Hiç bilmediğimiz bir coğrafya, diline, kültürüne, yaşam tarzına tamamen yabancı olduğumuz koşullar altında seyahatin kolay olmayacağını önceden tahmin edebiliyorduk. Öyle ki hava sıcaklığının 50-60 dereceye vardığına ilk defa tanık oluyoruz. Zorlanıyoruz. IKBY'nin referandum kararı almadan önceki durumu, Kürdistan illerinde hemen iki başlı bir yönetim olduğunu görebiliyoruz. Hewler ile Süleymaniye Kürt yöneticileri arasında paylaşılmış durumunda, Hewler (Erbil)'de caddeler, reklam panoları KDP lideri Barzani'nin resimleri ile süslenirken, Süleymaniye'de KYB başkanı Talabani'nin posterleri dikkat çekiyor. Kimse kimsenin bölgesine müdahale etmiyor.

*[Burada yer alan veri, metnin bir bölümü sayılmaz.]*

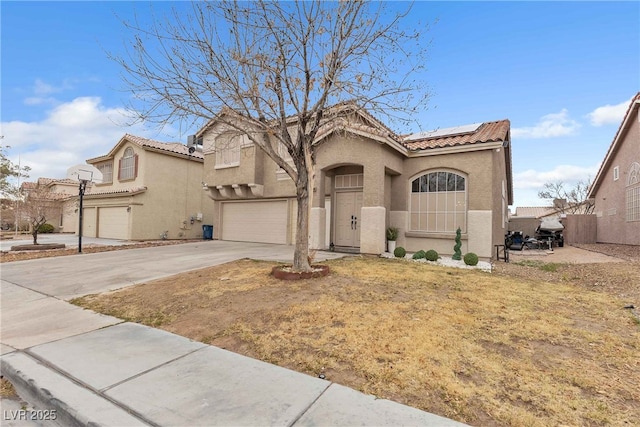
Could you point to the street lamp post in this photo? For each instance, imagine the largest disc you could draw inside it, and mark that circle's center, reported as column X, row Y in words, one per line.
column 82, row 187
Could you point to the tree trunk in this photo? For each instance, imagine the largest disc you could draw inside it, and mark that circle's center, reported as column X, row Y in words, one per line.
column 301, row 252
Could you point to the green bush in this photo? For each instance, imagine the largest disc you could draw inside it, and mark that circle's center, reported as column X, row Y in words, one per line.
column 400, row 252
column 46, row 228
column 432, row 255
column 471, row 259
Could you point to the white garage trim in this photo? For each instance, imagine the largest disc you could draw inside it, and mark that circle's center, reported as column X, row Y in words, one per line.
column 113, row 223
column 264, row 221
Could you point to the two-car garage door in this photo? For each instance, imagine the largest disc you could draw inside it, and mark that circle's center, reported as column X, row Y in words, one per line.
column 107, row 222
column 264, row 221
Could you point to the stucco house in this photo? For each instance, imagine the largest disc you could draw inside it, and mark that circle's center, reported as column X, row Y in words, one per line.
column 367, row 179
column 616, row 188
column 148, row 188
column 47, row 197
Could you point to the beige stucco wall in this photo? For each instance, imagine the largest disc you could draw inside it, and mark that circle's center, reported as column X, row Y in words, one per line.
column 610, row 208
column 387, row 180
column 173, row 196
column 483, row 231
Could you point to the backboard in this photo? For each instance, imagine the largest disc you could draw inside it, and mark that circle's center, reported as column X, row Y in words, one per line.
column 85, row 173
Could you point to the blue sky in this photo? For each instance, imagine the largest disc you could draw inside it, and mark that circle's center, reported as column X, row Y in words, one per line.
column 563, row 73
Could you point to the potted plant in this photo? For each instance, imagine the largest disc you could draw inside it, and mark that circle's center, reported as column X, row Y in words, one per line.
column 392, row 236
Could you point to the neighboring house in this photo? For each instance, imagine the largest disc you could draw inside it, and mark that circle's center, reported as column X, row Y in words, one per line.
column 616, row 188
column 148, row 188
column 47, row 198
column 367, row 179
column 527, row 219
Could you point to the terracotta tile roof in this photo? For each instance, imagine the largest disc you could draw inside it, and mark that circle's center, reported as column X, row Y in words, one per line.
column 172, row 147
column 533, row 211
column 613, row 148
column 132, row 190
column 485, row 132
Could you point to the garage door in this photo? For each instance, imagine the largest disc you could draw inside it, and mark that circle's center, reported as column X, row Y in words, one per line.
column 264, row 221
column 113, row 223
column 89, row 222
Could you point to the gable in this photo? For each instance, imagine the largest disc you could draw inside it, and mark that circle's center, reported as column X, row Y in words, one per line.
column 632, row 116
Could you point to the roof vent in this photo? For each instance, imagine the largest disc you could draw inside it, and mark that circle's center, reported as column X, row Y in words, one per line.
column 194, row 144
column 456, row 130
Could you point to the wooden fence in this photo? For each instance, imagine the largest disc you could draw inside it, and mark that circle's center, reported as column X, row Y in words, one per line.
column 579, row 229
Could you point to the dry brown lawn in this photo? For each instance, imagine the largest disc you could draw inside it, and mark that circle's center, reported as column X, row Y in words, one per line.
column 482, row 348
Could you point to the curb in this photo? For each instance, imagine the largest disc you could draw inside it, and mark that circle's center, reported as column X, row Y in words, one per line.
column 59, row 400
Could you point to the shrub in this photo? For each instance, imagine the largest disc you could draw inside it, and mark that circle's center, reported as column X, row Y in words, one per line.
column 420, row 254
column 432, row 255
column 392, row 233
column 457, row 255
column 46, row 228
column 471, row 259
column 400, row 252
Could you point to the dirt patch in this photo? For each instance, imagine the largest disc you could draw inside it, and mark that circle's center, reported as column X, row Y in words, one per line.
column 525, row 345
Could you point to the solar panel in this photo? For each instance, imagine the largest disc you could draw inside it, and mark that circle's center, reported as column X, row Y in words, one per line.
column 456, row 130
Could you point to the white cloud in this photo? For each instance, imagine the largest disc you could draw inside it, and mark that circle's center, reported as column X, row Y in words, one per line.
column 70, row 133
column 526, row 184
column 608, row 114
column 549, row 126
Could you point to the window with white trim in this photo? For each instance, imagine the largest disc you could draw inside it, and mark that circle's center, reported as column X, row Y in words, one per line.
column 228, row 150
column 107, row 171
column 127, row 165
column 281, row 174
column 632, row 193
column 438, row 202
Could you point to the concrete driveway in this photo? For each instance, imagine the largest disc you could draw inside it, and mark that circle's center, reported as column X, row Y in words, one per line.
column 71, row 240
column 68, row 277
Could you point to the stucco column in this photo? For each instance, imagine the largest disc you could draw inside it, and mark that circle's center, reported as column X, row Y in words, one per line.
column 318, row 189
column 373, row 214
column 373, row 190
column 318, row 214
column 317, row 228
column 372, row 231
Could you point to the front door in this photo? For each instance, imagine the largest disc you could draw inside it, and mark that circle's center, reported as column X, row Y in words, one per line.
column 347, row 219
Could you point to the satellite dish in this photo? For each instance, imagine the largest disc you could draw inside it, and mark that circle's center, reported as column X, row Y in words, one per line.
column 87, row 173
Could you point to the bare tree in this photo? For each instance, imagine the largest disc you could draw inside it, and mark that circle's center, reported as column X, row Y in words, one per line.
column 40, row 204
column 271, row 70
column 9, row 170
column 569, row 200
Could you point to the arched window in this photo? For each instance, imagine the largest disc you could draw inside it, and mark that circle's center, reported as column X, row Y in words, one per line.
column 438, row 202
column 128, row 165
column 228, row 150
column 633, row 193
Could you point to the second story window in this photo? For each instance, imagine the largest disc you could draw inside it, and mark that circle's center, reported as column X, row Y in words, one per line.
column 228, row 150
column 128, row 165
column 107, row 171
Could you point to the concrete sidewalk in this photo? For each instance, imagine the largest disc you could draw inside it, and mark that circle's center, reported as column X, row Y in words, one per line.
column 93, row 369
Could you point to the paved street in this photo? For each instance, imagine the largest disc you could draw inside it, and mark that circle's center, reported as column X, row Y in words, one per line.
column 92, row 369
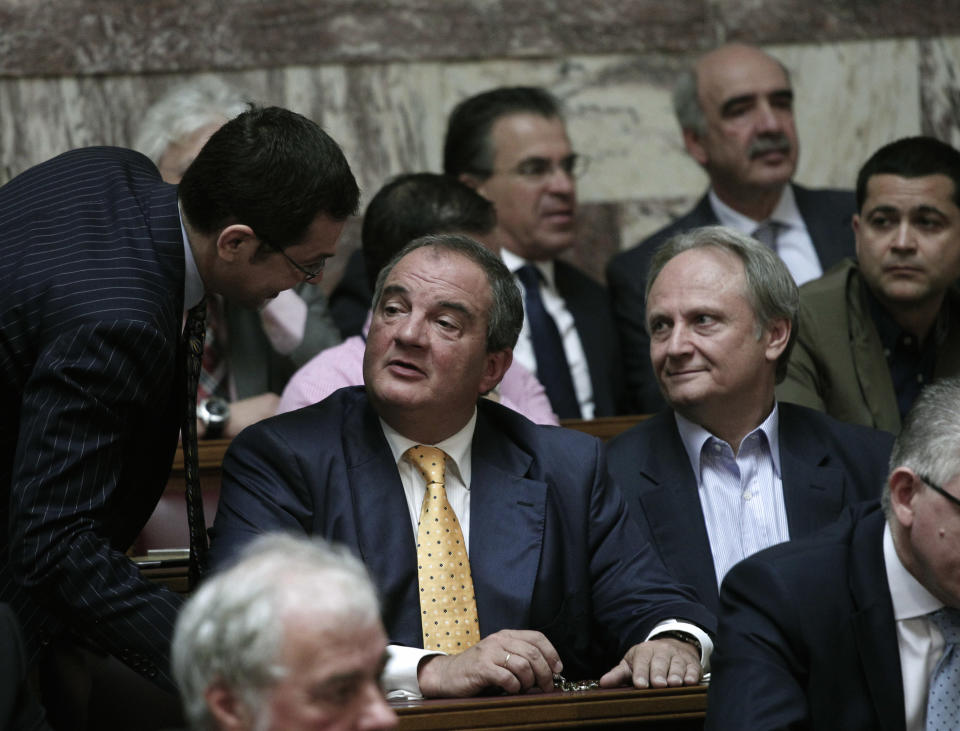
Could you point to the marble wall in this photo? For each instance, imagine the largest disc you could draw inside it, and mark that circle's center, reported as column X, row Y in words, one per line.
column 381, row 78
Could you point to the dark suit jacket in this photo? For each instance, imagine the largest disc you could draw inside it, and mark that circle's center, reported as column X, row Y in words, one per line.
column 807, row 635
column 19, row 708
column 826, row 465
column 91, row 296
column 551, row 547
column 827, row 214
column 589, row 304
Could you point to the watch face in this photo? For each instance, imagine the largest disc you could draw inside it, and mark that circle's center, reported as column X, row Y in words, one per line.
column 217, row 408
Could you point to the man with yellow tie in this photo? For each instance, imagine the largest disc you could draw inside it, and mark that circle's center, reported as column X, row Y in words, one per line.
column 501, row 551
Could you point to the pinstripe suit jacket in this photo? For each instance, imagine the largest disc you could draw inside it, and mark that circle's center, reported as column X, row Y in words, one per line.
column 91, row 295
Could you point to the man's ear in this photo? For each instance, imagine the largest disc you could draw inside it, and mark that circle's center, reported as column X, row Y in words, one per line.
column 233, row 239
column 778, row 333
column 695, row 148
column 495, row 365
column 226, row 708
column 904, row 486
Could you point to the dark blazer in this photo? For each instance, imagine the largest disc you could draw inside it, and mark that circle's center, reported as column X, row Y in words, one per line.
column 550, row 545
column 91, row 300
column 827, row 214
column 19, row 708
column 826, row 465
column 589, row 304
column 807, row 635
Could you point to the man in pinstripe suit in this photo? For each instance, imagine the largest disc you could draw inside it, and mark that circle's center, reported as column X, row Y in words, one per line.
column 98, row 259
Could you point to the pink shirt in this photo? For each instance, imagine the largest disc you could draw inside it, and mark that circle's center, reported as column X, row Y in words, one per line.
column 342, row 365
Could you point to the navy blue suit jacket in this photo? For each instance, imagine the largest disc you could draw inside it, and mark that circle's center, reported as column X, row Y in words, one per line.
column 91, row 296
column 827, row 214
column 589, row 304
column 807, row 635
column 551, row 547
column 826, row 466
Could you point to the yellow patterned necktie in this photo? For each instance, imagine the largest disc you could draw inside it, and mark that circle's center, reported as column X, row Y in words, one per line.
column 448, row 607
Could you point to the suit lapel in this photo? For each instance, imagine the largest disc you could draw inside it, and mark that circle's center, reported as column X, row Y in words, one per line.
column 507, row 515
column 386, row 541
column 873, row 623
column 673, row 510
column 812, row 488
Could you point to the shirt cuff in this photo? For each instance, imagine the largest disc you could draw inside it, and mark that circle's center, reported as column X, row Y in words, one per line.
column 284, row 320
column 677, row 625
column 399, row 679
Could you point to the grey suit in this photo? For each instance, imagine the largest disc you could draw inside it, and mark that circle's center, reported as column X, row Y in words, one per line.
column 826, row 465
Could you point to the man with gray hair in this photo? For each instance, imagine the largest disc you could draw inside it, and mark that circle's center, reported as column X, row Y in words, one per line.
column 501, row 550
column 288, row 638
column 735, row 109
column 727, row 470
column 856, row 627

Hewal Orhan, "Nubar Ozanyan"

Rojava'ya varıncaya kadar, geçtiğimiz bütün coğrafyada Nubar Ozanyan'ın bıraktığı izlere rastlıyoruz. Tanık oluyoruz. Her kim ile konuşursak "böyle bir şey imkansız" diyor. Medyada çıkan "şahadet" haberine inanmak istemiyor. Bizim Nubar Ozanyan olarak bildiğimiz, Başur, Bakur Rojava'da herkes tarafından "Heval Orhan" olarak anılmaktadır. Bu isimleri kendisine yakıştırma ve yaşatmasının derin anlamı ile ağırlığı bulunmaktadır. 30 yıllık Ermeni Fedai geleneğinin simgesi haline gelen Antranik Ozanyan adının yaşatılması ile Kaypakkaya geleneğinin bugünkü sürdürücüsü olan Armenak Bakırcıyan (Orhan Bakır)ların mücadelelerinin devamı olarak adlarını kullanmış ve yaşatmıştır.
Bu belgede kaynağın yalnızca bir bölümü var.